Working with PySpark RDDs

For being the lifeblood of Spark, there’s surprisingly little documentation on how to actually work with them. If I had to guess, most of the world has been too spoiled by DataFrames to be bothered with non-tabular data. Strange world we live in when using the core data API of Spark is considered a “pro move.”
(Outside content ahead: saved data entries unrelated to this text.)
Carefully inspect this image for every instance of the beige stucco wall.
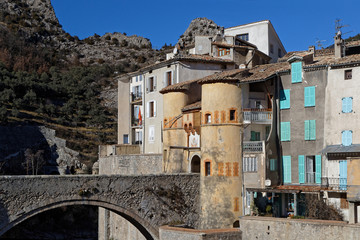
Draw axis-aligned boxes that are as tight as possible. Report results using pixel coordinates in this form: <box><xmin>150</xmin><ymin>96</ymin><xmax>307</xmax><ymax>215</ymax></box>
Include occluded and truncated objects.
<box><xmin>118</xmin><ymin>78</ymin><xmax>130</xmax><ymax>144</ymax></box>
<box><xmin>199</xmin><ymin>82</ymin><xmax>243</xmax><ymax>229</ymax></box>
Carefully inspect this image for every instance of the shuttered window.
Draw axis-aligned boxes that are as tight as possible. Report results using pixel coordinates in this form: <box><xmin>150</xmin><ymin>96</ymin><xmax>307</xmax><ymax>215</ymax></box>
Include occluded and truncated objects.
<box><xmin>146</xmin><ymin>101</ymin><xmax>156</xmax><ymax>118</ymax></box>
<box><xmin>283</xmin><ymin>156</ymin><xmax>292</xmax><ymax>183</ymax></box>
<box><xmin>315</xmin><ymin>155</ymin><xmax>322</xmax><ymax>184</ymax></box>
<box><xmin>298</xmin><ymin>155</ymin><xmax>305</xmax><ymax>183</ymax></box>
<box><xmin>304</xmin><ymin>86</ymin><xmax>315</xmax><ymax>107</ymax></box>
<box><xmin>243</xmin><ymin>157</ymin><xmax>257</xmax><ymax>172</ymax></box>
<box><xmin>304</xmin><ymin>120</ymin><xmax>316</xmax><ymax>140</ymax></box>
<box><xmin>250</xmin><ymin>131</ymin><xmax>260</xmax><ymax>141</ymax></box>
<box><xmin>342</xmin><ymin>130</ymin><xmax>352</xmax><ymax>146</ymax></box>
<box><xmin>280</xmin><ymin>89</ymin><xmax>290</xmax><ymax>109</ymax></box>
<box><xmin>270</xmin><ymin>159</ymin><xmax>277</xmax><ymax>171</ymax></box>
<box><xmin>291</xmin><ymin>62</ymin><xmax>302</xmax><ymax>83</ymax></box>
<box><xmin>281</xmin><ymin>122</ymin><xmax>291</xmax><ymax>141</ymax></box>
<box><xmin>342</xmin><ymin>97</ymin><xmax>353</xmax><ymax>113</ymax></box>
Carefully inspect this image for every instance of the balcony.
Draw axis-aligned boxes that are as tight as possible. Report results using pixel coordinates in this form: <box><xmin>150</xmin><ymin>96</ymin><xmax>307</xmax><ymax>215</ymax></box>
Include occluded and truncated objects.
<box><xmin>321</xmin><ymin>177</ymin><xmax>347</xmax><ymax>191</ymax></box>
<box><xmin>243</xmin><ymin>108</ymin><xmax>272</xmax><ymax>124</ymax></box>
<box><xmin>132</xmin><ymin>118</ymin><xmax>142</xmax><ymax>128</ymax></box>
<box><xmin>243</xmin><ymin>141</ymin><xmax>264</xmax><ymax>153</ymax></box>
<box><xmin>131</xmin><ymin>92</ymin><xmax>142</xmax><ymax>103</ymax></box>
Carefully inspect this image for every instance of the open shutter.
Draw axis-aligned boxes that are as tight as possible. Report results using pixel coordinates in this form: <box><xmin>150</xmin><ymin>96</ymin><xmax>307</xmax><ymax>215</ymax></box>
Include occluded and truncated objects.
<box><xmin>315</xmin><ymin>155</ymin><xmax>321</xmax><ymax>184</ymax></box>
<box><xmin>146</xmin><ymin>102</ymin><xmax>150</xmax><ymax>118</ymax></box>
<box><xmin>304</xmin><ymin>120</ymin><xmax>310</xmax><ymax>140</ymax></box>
<box><xmin>171</xmin><ymin>70</ymin><xmax>174</xmax><ymax>85</ymax></box>
<box><xmin>310</xmin><ymin>120</ymin><xmax>316</xmax><ymax>140</ymax></box>
<box><xmin>146</xmin><ymin>78</ymin><xmax>149</xmax><ymax>92</ymax></box>
<box><xmin>349</xmin><ymin>97</ymin><xmax>353</xmax><ymax>112</ymax></box>
<box><xmin>298</xmin><ymin>155</ymin><xmax>305</xmax><ymax>184</ymax></box>
<box><xmin>153</xmin><ymin>76</ymin><xmax>157</xmax><ymax>90</ymax></box>
<box><xmin>153</xmin><ymin>100</ymin><xmax>157</xmax><ymax>117</ymax></box>
<box><xmin>342</xmin><ymin>97</ymin><xmax>347</xmax><ymax>113</ymax></box>
<box><xmin>163</xmin><ymin>72</ymin><xmax>167</xmax><ymax>88</ymax></box>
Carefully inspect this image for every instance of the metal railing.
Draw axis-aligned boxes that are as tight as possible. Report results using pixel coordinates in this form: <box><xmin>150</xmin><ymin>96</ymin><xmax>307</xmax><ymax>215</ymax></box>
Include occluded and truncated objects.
<box><xmin>132</xmin><ymin>118</ymin><xmax>141</xmax><ymax>127</ymax></box>
<box><xmin>243</xmin><ymin>108</ymin><xmax>272</xmax><ymax>124</ymax></box>
<box><xmin>131</xmin><ymin>92</ymin><xmax>142</xmax><ymax>102</ymax></box>
<box><xmin>321</xmin><ymin>177</ymin><xmax>347</xmax><ymax>191</ymax></box>
<box><xmin>243</xmin><ymin>141</ymin><xmax>264</xmax><ymax>153</ymax></box>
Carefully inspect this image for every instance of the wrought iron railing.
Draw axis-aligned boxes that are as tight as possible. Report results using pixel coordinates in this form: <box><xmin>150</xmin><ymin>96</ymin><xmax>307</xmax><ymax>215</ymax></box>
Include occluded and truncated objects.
<box><xmin>321</xmin><ymin>177</ymin><xmax>347</xmax><ymax>191</ymax></box>
<box><xmin>243</xmin><ymin>108</ymin><xmax>272</xmax><ymax>123</ymax></box>
<box><xmin>243</xmin><ymin>141</ymin><xmax>264</xmax><ymax>153</ymax></box>
<box><xmin>131</xmin><ymin>92</ymin><xmax>142</xmax><ymax>101</ymax></box>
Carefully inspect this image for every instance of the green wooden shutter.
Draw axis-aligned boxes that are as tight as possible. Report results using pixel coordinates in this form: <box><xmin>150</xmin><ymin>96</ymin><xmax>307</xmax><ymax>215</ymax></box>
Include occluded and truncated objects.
<box><xmin>270</xmin><ymin>159</ymin><xmax>277</xmax><ymax>171</ymax></box>
<box><xmin>280</xmin><ymin>89</ymin><xmax>290</xmax><ymax>109</ymax></box>
<box><xmin>251</xmin><ymin>131</ymin><xmax>256</xmax><ymax>141</ymax></box>
<box><xmin>283</xmin><ymin>156</ymin><xmax>291</xmax><ymax>183</ymax></box>
<box><xmin>281</xmin><ymin>122</ymin><xmax>290</xmax><ymax>141</ymax></box>
<box><xmin>304</xmin><ymin>120</ymin><xmax>310</xmax><ymax>140</ymax></box>
<box><xmin>310</xmin><ymin>120</ymin><xmax>316</xmax><ymax>140</ymax></box>
<box><xmin>298</xmin><ymin>155</ymin><xmax>305</xmax><ymax>184</ymax></box>
<box><xmin>304</xmin><ymin>86</ymin><xmax>315</xmax><ymax>107</ymax></box>
<box><xmin>315</xmin><ymin>155</ymin><xmax>322</xmax><ymax>184</ymax></box>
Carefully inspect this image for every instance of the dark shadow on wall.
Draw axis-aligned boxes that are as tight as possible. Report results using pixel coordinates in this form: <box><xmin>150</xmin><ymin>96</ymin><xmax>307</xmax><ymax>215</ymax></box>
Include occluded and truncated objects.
<box><xmin>0</xmin><ymin>201</ymin><xmax>9</xmax><ymax>237</ymax></box>
<box><xmin>0</xmin><ymin>125</ymin><xmax>58</xmax><ymax>175</ymax></box>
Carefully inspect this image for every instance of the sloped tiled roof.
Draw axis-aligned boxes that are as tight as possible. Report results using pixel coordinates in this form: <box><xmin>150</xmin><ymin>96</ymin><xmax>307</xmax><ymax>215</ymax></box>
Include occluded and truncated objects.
<box><xmin>197</xmin><ymin>68</ymin><xmax>248</xmax><ymax>84</ymax></box>
<box><xmin>182</xmin><ymin>101</ymin><xmax>201</xmax><ymax>112</ymax></box>
<box><xmin>160</xmin><ymin>78</ymin><xmax>198</xmax><ymax>94</ymax></box>
<box><xmin>240</xmin><ymin>62</ymin><xmax>290</xmax><ymax>83</ymax></box>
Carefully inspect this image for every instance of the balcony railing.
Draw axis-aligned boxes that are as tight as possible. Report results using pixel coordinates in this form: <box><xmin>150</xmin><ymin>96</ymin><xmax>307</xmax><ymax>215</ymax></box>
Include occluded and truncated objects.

We've already spent an awful lot of time in this series speaking about DataFrames, which are only one of the 3 data structure APIs we can work with in Spark (or one of two data structure APIs in PySpark, if you're keeping score). After learning how to clean, transform, and even build structured streams from DataFrames, it seems now is as good a time as ever to take a step back and explore RDDs.

What are RDDs?

RDDs (Resilient Distributed Datasets) are Spark's OG way of working with data. RDDs are distributed because they're partitioned across the various nodes that make up your Spark cluster. RDDs are resilient because they're highly available- if a node in our cluster happens to crap out in the middle of a computation, the RDD will be automatically recovered from the nodes still in operation. If this sounds familiar, it's because DataFrames share these same properties (indeed, this renders the name "RDD" non-descriptive).

The best way to think about RDDs is “one-dimensional” data, which includes both arrays and key/value stores. RDDs are great for performing transformations on unstructured data at a lower level than DataFrames: if you're looking to clean or manipulate data on a level that lives before tabular data (such as just formatting text files, etc) it will benefit the performance of your pipelines to do this in an RDD first. Alternatively, if you never intend to output tabular data at all, RDDs will be your friend (and only option).

Creating RDDs

RDDs can be created with hard-coded data using the parallelize() method, or from text files by using either textfile() or wholeTextFiles(). We’ll be using parallelize() for this next part.

Types of RDDs

RDDs typically follow one of three patterns: an array, a simple key/value store, and a key/value store consisting of arrays. A list RDD accepts input as simple as you might imagine - lists containing strings, numbers, or both:

rdd = sc.parallelize(
    [1, 5, 60, 'a', 9, 'c', 4, 'z', 'f']
)

Key/value RDDs are a bit more unique. Instead of accepting a dictionary as you might expect, RDDs accept lists of tuples, where the first value is the “key” and the second value is the “value”. This is because RDDs allow multiple values for the same key, unlike Python dictionaries:

rdd = sc.parallelize(
    [
        ('a', 6),
        ('a', 1),
        ('b', 2),
        ('c', 5),
        ('c', 8),
        ('c', 11)
    ]
)

The last pattern we see often is key/value stores of dicts. These types of RDDs have some interesting methods available to them which we’ll explore later:

rdd4 = sc.parallelize(
    [
        ("a",[1, 2, 3]),
        ("b",[4, 5])
    ]
)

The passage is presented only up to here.